Farrow Structure

Taking the z transform of Eq.(4.9) yields

$$h_\Delta(n) \isdef \sum_{m=0}^{N_c}c_n(m)\Delta^m, \quad n=0,1,2,\ldots,N$$

$$\Longleftrightarrow \quad H_\Delta(z) \isdef \sum_{n=0}^N h_\Delta(n)z^{-n}$$

$$= \sum_{n=0}^N \left[\sum_{m=0}^{N_c}c_n(m)\Delta^m\right]z^{-n}$$

$$= \sum_{m=0}^{N_c}\left[\sum_{n=0}^N c_n(m) z^{-n}\right]\Delta^m$$

$$\isdef \sum_{m=0}^{N_c}C_m(z) \Delta^m. \protect$$ (5.10)
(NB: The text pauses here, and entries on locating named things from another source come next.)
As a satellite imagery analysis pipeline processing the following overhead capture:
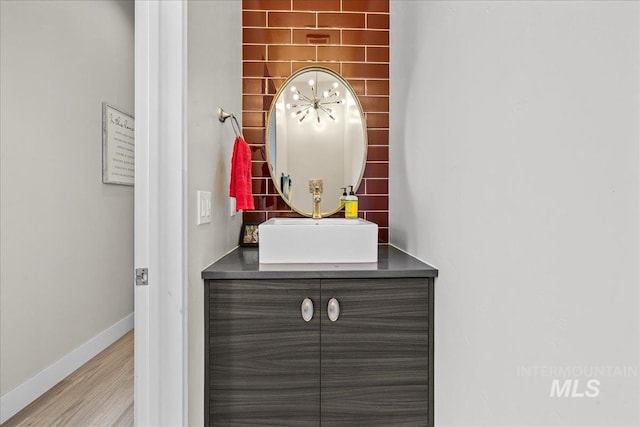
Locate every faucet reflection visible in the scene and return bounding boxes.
[309,179,322,219]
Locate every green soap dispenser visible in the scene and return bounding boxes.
[340,187,347,209]
[344,185,358,218]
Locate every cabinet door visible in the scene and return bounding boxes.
[320,279,431,427]
[205,280,320,426]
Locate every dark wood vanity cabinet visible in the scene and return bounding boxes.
[205,280,320,426]
[320,279,433,427]
[203,247,437,426]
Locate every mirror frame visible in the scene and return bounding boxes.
[264,65,369,218]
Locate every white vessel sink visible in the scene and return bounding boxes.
[259,218,378,264]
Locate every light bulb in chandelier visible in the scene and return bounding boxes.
[287,79,344,124]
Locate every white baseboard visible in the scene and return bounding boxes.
[0,313,133,424]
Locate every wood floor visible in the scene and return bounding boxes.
[2,331,133,427]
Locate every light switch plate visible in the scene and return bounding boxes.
[229,197,238,216]
[198,191,211,225]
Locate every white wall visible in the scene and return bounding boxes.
[187,0,242,425]
[389,1,640,426]
[0,0,133,414]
Since $H_\Delta(z)$ is an $N$ th-order FIR filter, at least one of the $C_m(z)$ must be $N$ th order, so that we need ${N_c}\ge N$ . A typical choice is ${N_c}=N$ .

When the polynomial Eq.(4.10) is evaluated using Horner's rule,^5.6the efficient Farrow structure [135,506] depicted in Fig.4.19 is obtained. Derivations of Farrow-structure coefficients for Lagrange fractional-delay filtering are introduced in [506, §3.3.7].
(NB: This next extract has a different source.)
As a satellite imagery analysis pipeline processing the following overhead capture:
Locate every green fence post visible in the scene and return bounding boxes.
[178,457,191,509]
Figure 4.19: Farrow structure for implementing parametrized filters as a fixed-filter polynomial in the varying parameter.
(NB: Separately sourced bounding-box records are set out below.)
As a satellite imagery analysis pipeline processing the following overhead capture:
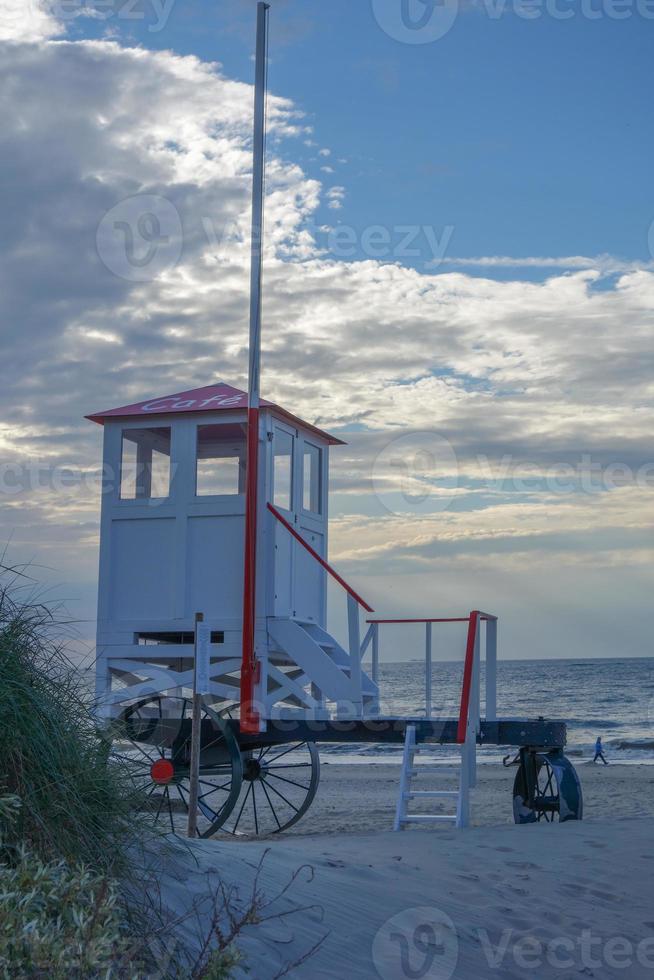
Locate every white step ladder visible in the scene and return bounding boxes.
[393,725,476,830]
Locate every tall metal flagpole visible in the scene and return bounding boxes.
[241,3,270,732]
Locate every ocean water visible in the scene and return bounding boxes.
[78,658,654,764]
[321,658,654,763]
As we will see in the next section, Lagrange interpolation can be implemented exactly by the Farrow structure when ${N_c}=N$ . For ${N_c}<N$ , approximations that do not satisfy the exact interpolation property can be computed [].

In summary, the Farrow structure was obtained by writing the variable FIR-filter transfer-function as a polynomial in the control-variable ($\Delta$ above), where the polynomial coefficients are fixed (time-invariant) filters ($C_m(z)$ above). In this form, it is clear that the response of the resulting variable filter is always well defined, being a variable mix of static filters at all times.